71. Which problem is highest priority for the nurse to identify in the client who had an open cholecystectomy surgery? 1. Alteration in nutrition. 2. Alteration in skin integrity. 3. Alteration in urinary pattern. 4. Alteration in comfort.
4. Acute pain management is the highest priority client problem after surgery because pain may indicate a life-threatening problem.
61. The client is four (4) hours postoperative open cholecystectomy. Which data warrant immediate intervention by the nurse? 1. Absent bowel sounds in all four (4) quadrants. 2. The T-tube has 60 mL of green drainage. 3. Urine output of 100 mL in the past three (3) hours. 4. Refusal to turn, deep breathe, and cough.
4. Refusing to turn, deep breathe, and cough places the client at risk for pneumonia.
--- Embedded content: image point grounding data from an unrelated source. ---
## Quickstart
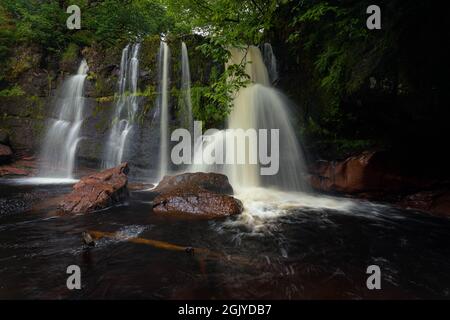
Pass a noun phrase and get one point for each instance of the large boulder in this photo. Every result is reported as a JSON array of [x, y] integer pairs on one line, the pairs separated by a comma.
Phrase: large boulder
[[434, 201], [98, 191], [214, 182], [4, 137], [202, 195], [374, 171], [196, 202], [6, 154]]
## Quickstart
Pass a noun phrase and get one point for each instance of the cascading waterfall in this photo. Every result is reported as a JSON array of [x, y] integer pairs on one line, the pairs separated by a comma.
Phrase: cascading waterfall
[[125, 108], [163, 104], [258, 106], [186, 103], [271, 62], [63, 135]]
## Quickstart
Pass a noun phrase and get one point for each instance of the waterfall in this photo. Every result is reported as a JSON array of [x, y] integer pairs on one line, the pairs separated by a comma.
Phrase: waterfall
[[163, 105], [257, 106], [186, 103], [125, 107], [271, 62], [63, 135]]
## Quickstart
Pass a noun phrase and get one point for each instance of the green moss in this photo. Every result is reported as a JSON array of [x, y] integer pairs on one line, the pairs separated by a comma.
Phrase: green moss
[[70, 55], [15, 91]]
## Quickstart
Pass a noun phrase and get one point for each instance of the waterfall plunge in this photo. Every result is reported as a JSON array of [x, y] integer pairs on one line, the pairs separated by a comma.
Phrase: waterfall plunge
[[125, 109], [186, 103], [258, 106], [62, 137], [163, 104]]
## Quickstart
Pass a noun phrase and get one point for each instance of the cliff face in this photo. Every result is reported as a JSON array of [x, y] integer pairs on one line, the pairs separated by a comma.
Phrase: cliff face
[[27, 98]]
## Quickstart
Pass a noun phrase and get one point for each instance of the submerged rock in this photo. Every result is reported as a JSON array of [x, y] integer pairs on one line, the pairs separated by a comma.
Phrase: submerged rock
[[203, 195], [98, 191], [375, 171], [213, 182], [87, 239], [6, 154], [197, 202], [434, 201]]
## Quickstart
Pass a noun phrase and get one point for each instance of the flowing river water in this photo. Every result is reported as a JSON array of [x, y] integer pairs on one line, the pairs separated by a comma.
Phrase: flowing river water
[[284, 246]]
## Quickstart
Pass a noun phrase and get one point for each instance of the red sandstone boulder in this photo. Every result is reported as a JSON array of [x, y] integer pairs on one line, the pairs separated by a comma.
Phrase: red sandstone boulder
[[203, 195], [97, 191], [6, 154], [367, 172], [214, 182], [435, 201], [198, 202]]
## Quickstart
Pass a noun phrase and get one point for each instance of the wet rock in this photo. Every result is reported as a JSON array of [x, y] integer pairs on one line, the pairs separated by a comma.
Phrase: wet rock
[[434, 201], [4, 137], [197, 202], [87, 239], [213, 182], [368, 172], [98, 191], [6, 154]]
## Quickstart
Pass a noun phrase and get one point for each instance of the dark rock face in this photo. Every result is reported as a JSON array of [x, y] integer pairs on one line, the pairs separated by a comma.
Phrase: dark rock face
[[367, 172], [213, 182], [6, 154], [382, 176], [434, 201], [4, 137], [202, 195], [98, 191]]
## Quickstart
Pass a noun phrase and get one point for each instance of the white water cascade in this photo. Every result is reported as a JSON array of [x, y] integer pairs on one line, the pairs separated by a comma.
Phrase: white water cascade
[[125, 108], [163, 105], [186, 103], [271, 62], [63, 135], [257, 106]]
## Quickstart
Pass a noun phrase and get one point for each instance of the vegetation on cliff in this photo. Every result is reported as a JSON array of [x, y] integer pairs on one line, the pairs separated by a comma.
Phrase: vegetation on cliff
[[355, 88]]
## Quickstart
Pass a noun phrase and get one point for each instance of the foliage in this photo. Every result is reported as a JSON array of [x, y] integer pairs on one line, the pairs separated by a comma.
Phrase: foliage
[[15, 91]]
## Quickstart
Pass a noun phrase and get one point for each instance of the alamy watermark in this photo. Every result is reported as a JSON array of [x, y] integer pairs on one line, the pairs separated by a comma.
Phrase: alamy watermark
[[231, 146]]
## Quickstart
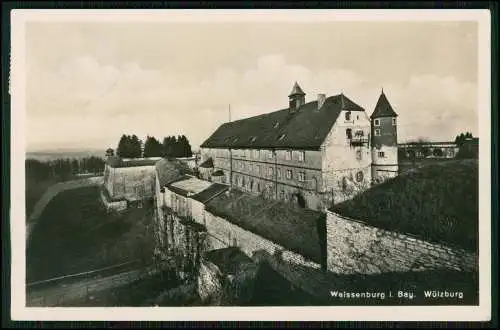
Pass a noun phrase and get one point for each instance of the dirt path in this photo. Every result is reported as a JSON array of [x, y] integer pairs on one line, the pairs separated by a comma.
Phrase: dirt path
[[51, 192], [58, 294]]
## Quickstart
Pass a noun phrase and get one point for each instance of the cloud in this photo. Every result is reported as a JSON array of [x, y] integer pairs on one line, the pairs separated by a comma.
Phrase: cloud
[[90, 100]]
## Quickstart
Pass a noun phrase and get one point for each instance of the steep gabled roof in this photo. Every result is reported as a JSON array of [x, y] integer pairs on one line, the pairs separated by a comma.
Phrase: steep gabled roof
[[383, 108], [306, 128]]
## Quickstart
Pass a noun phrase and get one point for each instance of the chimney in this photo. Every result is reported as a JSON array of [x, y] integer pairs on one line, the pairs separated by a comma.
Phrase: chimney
[[321, 100]]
This client needs immediate intervention to prevent complications.
68. Which outcome should the nurse identify for the client scheduled to have a cholecystectomy? 1. Decreased pain management. 2. Ambulate first day postoperative. 3. No break in skin integrity. 4. Knowledge of postoperative care.
4. This would be an expected outcome for the client scheduled for surgery. This indicates preoperative teaching has been effective.